Overall, an exciting release. Going to upgrade and see what insert speed is like on my setup.
Sorry, I misunderstood your question. In this specific benchmark the bottleneck is in the network and disk latency (since the benchmark sends out a batch of writes, waits for a server acknowledgement, which in hard durability mode means waiting on disk), and then sends out the next batch.
When we use a benchmark that doesn't bottleneck on latency (by adding more concurrent clients, or by using noreply) the ops throughput approaches theoretical IOPS throughput of the SSD.
It's cool to see atomic operations.
Any plans to implement multi-document ACID transactions? Just like all_or_nothing in pre 0.9 couchdb when in case of conflict update was being rejected.
I'm the main developer for RethinkDB Cloud. It's pretty rough at the moment. You can expect 1.7 instances available in the over the weekend, along with smaller shared instances, and lots of various updates. If there are any questions or if anyone wants to be apart of the Heroku add-on testing you can contact me at cam@rethinkdbcloud.com .
While both CouchDB and RethinkDB store JSON, the differences between them are more radical. I cannot post an as-extensive comparison as the one with MongoDB, but here are some aspects.
Please keep in mind that this is not an authoritative comparison and it may contain mistakes. Plus as for many such systems, the aspects covered are in reality not that easy to be described in just a few words.
Platforms:
- RethinkDB: Linux, OS X
- CouchDB: where Erlang VM is supported
Data model:
- both JSON
Data access:
- RethinkDB: Unified chainable dynamic query language
- CouchDB: key-value, incremental map/reduce
Javascript integration:
- RethinkDB: V8 engine; JS expressions are allowed pretty much anywhere in the RQL
- CouchDB: Spindermonkey (?); incremental map/reduce, views are JS-based
Yeah, I thought about that, but it seems like you can only use them to get the "map" part of map/reduce... no aggregation. Unless I'm missing something.
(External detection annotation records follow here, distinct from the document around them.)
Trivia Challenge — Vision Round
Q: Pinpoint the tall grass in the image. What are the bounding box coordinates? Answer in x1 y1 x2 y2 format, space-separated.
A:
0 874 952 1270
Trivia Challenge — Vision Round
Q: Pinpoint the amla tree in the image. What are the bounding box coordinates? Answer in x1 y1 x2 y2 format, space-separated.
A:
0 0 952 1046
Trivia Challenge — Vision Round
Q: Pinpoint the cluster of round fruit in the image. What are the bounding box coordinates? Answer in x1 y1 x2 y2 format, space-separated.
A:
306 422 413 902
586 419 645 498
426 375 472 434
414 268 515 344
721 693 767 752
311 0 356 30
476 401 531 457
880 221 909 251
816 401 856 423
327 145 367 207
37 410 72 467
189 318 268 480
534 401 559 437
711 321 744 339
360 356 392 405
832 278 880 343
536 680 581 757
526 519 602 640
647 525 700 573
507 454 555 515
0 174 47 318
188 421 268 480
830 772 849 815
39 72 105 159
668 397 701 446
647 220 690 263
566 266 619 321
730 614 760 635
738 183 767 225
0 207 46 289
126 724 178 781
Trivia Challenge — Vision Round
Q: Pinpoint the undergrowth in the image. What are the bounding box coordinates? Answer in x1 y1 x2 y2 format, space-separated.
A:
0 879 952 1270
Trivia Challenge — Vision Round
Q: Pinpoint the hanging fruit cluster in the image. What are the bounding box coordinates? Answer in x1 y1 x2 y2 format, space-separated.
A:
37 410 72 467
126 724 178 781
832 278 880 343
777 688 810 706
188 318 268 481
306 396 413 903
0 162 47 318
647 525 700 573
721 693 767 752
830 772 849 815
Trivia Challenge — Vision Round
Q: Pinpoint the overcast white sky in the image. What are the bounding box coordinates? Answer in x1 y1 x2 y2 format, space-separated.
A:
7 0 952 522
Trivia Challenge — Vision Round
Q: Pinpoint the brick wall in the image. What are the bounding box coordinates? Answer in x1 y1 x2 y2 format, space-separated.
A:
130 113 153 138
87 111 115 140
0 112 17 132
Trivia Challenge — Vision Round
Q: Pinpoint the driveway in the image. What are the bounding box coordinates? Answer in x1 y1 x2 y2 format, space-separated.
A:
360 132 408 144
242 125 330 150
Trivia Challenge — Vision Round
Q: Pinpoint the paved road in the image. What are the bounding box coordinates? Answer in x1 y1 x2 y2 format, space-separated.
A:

> Yeah, I thought about that, but it seems like you can only use them to get the "map" part of map/reduce... no aggregation. Unless I'm missing something.
Yes. RethinkDB is really well set up to do this due to the underlying parallelized map/reduce infrastructure. This feature is a matter of scheduling priorities. I don't have an ETA yet, but it will almost certainly get done in the medium-term.
https://github.com/rethinkdb/rethinkdb/issues/97
It's a little disappointing that it has not been resolved for several releases now.
Is there a target milestone for a production-ready release of RethinkDB? Is it 1.8 or 1.9?